É interessante lembrar aqui que muitos clínicos reservam o tratamento da Hepatite C somente para casos especiais, exatamente por que as respostas terapêuticas, em geral, não são favoráveis. 

Argumentando que a Hepatite C é uma doença indolente, que leva dezenas de anos para produzir seus efeitos deletérios ( fibrose e carcinoma hepático ) os advogados do não-tratamento sugerem que somente aqueles pacientes de alto risco ou em quem a doença parece progredir mais rapidamente, necessitam, atualmente, de tratamento. É preciso esclarecer que estes autores não estão sugerindo que a Hepatite C seja uma “doença menor”, sem consequências, mas que preferem esperar uma terapêutica mais eficaz e mais barata do que as atuais. 

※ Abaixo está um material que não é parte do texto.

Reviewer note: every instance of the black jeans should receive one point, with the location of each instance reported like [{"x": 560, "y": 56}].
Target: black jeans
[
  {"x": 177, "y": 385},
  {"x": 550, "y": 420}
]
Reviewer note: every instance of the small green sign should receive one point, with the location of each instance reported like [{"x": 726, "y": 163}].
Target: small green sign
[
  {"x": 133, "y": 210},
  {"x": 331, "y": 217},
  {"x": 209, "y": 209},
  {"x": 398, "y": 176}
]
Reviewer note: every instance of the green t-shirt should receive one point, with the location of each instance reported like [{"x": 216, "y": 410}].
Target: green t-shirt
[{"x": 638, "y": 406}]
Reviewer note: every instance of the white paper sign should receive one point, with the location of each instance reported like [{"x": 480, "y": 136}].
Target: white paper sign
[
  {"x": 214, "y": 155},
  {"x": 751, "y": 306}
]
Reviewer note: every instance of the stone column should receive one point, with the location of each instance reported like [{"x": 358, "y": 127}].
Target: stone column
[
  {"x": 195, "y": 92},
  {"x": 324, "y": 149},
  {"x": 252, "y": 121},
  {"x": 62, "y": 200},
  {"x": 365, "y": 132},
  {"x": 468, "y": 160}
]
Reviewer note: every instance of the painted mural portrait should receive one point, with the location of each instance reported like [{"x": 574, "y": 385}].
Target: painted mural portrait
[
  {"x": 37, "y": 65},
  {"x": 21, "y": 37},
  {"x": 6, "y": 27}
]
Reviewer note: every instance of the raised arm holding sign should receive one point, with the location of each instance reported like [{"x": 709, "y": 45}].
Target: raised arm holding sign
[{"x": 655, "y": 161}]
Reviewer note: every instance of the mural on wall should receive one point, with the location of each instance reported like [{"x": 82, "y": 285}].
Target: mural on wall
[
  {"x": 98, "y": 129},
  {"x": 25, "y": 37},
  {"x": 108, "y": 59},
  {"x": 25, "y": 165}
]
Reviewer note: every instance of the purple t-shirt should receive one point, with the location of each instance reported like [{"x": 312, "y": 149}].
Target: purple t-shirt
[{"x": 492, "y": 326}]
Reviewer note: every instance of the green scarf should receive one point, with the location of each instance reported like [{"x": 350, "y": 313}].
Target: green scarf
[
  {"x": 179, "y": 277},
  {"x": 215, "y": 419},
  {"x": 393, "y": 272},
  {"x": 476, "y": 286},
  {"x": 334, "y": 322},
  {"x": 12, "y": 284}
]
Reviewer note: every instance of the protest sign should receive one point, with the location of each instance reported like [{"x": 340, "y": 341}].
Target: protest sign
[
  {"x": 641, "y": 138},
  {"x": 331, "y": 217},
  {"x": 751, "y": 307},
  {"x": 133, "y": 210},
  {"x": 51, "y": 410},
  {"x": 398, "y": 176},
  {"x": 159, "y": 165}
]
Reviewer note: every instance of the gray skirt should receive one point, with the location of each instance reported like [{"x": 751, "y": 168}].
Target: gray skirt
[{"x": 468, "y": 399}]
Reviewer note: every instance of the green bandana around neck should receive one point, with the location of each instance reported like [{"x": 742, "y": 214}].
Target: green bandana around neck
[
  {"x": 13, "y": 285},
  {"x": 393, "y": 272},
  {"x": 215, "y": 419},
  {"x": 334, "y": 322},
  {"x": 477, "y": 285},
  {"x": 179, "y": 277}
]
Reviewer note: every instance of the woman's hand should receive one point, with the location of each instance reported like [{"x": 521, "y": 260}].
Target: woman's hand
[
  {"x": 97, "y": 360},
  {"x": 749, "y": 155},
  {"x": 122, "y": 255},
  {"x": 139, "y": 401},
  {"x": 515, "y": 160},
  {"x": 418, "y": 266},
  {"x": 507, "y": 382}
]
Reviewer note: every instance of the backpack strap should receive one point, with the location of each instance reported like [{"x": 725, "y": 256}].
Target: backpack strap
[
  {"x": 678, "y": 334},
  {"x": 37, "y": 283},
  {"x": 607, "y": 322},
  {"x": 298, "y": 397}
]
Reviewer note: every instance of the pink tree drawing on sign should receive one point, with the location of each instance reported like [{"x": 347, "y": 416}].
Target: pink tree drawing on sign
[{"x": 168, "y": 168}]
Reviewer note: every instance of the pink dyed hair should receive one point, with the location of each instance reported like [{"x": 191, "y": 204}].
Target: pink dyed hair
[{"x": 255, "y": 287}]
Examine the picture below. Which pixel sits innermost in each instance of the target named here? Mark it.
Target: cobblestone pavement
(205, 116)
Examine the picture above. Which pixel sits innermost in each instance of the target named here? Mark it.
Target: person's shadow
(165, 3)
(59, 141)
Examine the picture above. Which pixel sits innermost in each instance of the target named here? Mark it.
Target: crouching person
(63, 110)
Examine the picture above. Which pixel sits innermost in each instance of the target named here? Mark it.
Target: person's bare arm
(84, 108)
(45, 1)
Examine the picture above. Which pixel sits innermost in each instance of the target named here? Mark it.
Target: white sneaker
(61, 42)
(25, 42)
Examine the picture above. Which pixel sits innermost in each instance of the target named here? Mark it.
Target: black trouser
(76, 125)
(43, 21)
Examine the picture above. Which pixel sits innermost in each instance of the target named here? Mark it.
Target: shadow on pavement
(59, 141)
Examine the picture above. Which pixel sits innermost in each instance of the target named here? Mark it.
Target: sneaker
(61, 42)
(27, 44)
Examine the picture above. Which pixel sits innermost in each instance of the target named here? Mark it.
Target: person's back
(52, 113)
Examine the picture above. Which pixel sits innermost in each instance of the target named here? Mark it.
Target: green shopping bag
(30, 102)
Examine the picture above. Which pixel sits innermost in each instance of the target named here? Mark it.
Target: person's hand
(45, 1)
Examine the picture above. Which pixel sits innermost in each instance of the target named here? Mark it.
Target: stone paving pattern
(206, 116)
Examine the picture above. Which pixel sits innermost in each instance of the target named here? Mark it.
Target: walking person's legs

Por seu lado, aqueles a favor do tratamento argumentam que a prevalência e a incidência desta doença têm características epidêmicas e que – embora a longo prazo – oferece grande perigo para a saúde da população. Deste modo, insistem, qualquer terapêutica que venha a reduzir a carga viral ou mesmo que cure uma pequena proporção de pacientes será sempre benéfica. 

O estudo atual utilizou um tempo de tratamento de 24 semanas , menor do que a habitual que é de 48 semanas, com “follow-up” de mais 24 semanas. Muitos pacientes foram re-tratados, seja por não terem respondido anteriormente, seja por ter a doença retornado após um tratamento prévio. Aliás, no curso do tratamento da Hepatite C esta é uma observação frustrante e comum: durante o período de tratamento, o vírus pode desaparecer, reaparecendo semanas ou meses após a interrupção da terapêutica. 

Neste estudo, a incidência de efeitos colaterais foi pequena e clássica, com a “síndrome gripal” predominando, juntamente com anemia reversível, fazendo com que o número de “drop out” fosse pequeno, indicando boa tolerância. Os resultados são comparáveis a de outros estudos utilizando as mesmas drogas, embora o percentual de pacientes com resposta sustentada, ao final do “folow-up”, tanto para “non-responders” (14%) quanto para “relapsers” (30%) seja mais baixo do que em estudos anteriores. 

Interessante notar a resposta sustentada de 37% de pacientes portadores de genótipo 1b, nos “relapsers”, ao contrário de outros estudos, onde este subtipo costuma ser altamente resistente. 

Em resumo, o artigo é importante por que vem adicionar mais informações à crescente literatura sobre o tratamento da Hepatite C, além de comprovar mais uma vez, que não há mais cabimento no tratamento desta doença com Interferon, de forma isolada.